This benign doctrine has been hijacked for less-than-benign purposes by class-action attorneys. In the class-action context, cy pres has been used to distribute settlement funds to charities or other organizations that supposedly benefit class members indirectly. In cases where the class of plaintiffs is truly massive or otherwise hard to reach, lawyers have argued that it simply isn’t feasible to compensate the people on whose behalf they are bringing the suit. Instead, they direct the money to a research foundation or a university doing work to fight whatever supposed injustice the case centered around.

It takes little reflection to see serious problems with this arrangement. We will doubtless hear about many of them in detail now that the U.S. Supreme Court has said it will take up Frank v. Gaos, a case that centers on whether an award that provides no direct relief to class members can be “fair, reasonable, and adequate,” as any settlement that binds class members is legally required to be. The case is on the court’s autumn docket.

Chief Justice John Roberts has previously indicated that he would be interested in having the high court consider class-action settlements with cy pres awards, as he mentioned as an aside in a 2013 ruling. Whether the justices find any circumstances under which it is fair to bypass even attempting to compensate class members remains to be seen, but it seems to me that the odds are against it.

Frank v. Gaos concerns a class-action complaint in which plaintiffs alleged that Google had violated the privacy of some 129 million class members. Google settled the matter for $8.5 million. Of that sum, $3.2 million went directly to the attorneys. Class members got none of the remaining award; instead it went to organizations that agreed to use the money to promote “public awareness and education” or to support “research, development and initiatives related to protecting privacy on the internet.”

Ted Frank, a class member who petitioned the Supreme Court to review these settlement arrangements, wrote in an opinion column for The Wall Street Journal: “… the money is going to a variety of charities affiliated with Google and the plaintiffs’ attorneys, essentially allowing the lawyers to double-dip in the settlement fund. Class counsels Michael Aschenbrener and Kassra Powell Nassiri graduated, respectively, from Chicago-Kent and Harvard Law. Both institutions happened to receive funds in the settlement.”

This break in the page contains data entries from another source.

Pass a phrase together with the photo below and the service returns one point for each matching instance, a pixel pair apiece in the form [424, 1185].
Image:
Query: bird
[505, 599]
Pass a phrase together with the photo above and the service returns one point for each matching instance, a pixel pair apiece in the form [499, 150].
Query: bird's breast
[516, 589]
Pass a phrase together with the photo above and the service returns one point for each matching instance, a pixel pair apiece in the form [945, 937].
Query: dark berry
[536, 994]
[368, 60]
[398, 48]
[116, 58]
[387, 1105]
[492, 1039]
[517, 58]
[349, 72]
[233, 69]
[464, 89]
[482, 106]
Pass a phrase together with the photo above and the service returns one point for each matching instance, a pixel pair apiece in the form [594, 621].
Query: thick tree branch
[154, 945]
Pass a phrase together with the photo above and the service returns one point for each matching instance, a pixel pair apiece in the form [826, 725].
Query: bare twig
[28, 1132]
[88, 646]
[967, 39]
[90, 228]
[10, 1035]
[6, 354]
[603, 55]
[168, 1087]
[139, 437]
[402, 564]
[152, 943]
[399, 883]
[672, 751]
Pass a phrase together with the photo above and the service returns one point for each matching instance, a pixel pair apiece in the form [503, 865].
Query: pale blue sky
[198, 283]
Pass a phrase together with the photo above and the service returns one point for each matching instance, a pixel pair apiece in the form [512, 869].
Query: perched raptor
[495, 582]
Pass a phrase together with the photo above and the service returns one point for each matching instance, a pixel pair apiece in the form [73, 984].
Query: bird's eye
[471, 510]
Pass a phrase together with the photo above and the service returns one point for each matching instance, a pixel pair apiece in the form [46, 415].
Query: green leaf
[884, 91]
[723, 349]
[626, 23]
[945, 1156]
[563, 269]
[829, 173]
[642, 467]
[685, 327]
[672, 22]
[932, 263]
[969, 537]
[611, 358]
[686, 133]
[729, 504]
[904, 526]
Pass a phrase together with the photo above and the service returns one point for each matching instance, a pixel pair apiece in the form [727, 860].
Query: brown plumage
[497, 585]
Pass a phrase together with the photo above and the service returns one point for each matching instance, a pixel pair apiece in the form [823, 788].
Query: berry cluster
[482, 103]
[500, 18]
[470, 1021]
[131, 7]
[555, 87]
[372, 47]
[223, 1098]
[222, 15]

Frank and others have pointed out that even when cy pres awards don’t go directly to institutions affiliated with the defendant, attorneys involved in the case or even the judge approving the award, they still create an inherent conflict. When attorneys have the choice between sending out 1 million $5 checks to anonymous individuals and handing over a $5 million donation to a high-profile charity, preferably while smiling for the camera, the temptation to do the latter is obvious.

Meanwhile, the corporate defendant has a built-in incentive to settle on these terms. Except for the very few class members who opt out, such a settlement generally clears the defendant of potential liability. Frank mentioned in his column that Google made no material change to its practices, meaning it effectively wrote an $8.5 million check to make this problem permanently untouchable for a huge swath of users. And the arrangement gives defendants and class counsel common cause in the sense that both want to reach a quick and amiable settlement, regardless of the good that settlement does, or fails to do, for class members.

The 9th U.S. Circuit Court of Appeals upheld an award that gave absent class members “no money, no alteration of the defendant’s allegedly injurious conduct, not even coupons” because it held that a cy pres settlement is acceptable even in instances where it is technically possible to make payments to class members. But, as the petitioners pointed out, decisions in other circuits have recognized that such settlements require special scrutiny because they can encourage both tacit and explicit collusion between corporate defendants and the plaintiffs’ attorneys. Other circuit decisions have also recognized that third-party cy pres awards are not appropriate when there are reasonable opportunities to compensate class members directly.

As Frank said in his Journal column, “When other appellate courts have applied the correct standard and agreed that attorneys shouldn’t get paid unless their clients do, lawyers have magically discovered ways to get money to class members, even when the payment per class member was as small as it is in our current case.”

Settlements like Google’s also pose a First Amendment issue, as The Cato Institute observed in a friend-of-the-court brief. In effect, a cy pres award forces class members to make donations to organizations that may or may not represent their individual views or priorities. The organizations that receive these awards may even engage in political speech or activity that class members would not knowingly support. At a minimum, the brief suggests, a cy pres award should require a change from opt-out to opt-in participation among class members in order to avoid violating individuals’ First Amendment rights.

Cases that end in cy pres settlements essentially turn the court system into a legislative body, making appropriations based on policies and priorities of the courts’ and parties’ choosing, funded by business shareholders, insurance companies and higher prices paid broadly across society. It seems fairly likely that the Supreme Court as currently constituted will rein in this behavior, but it will be interesting to see whether this proves true and, if so, how and to what extent.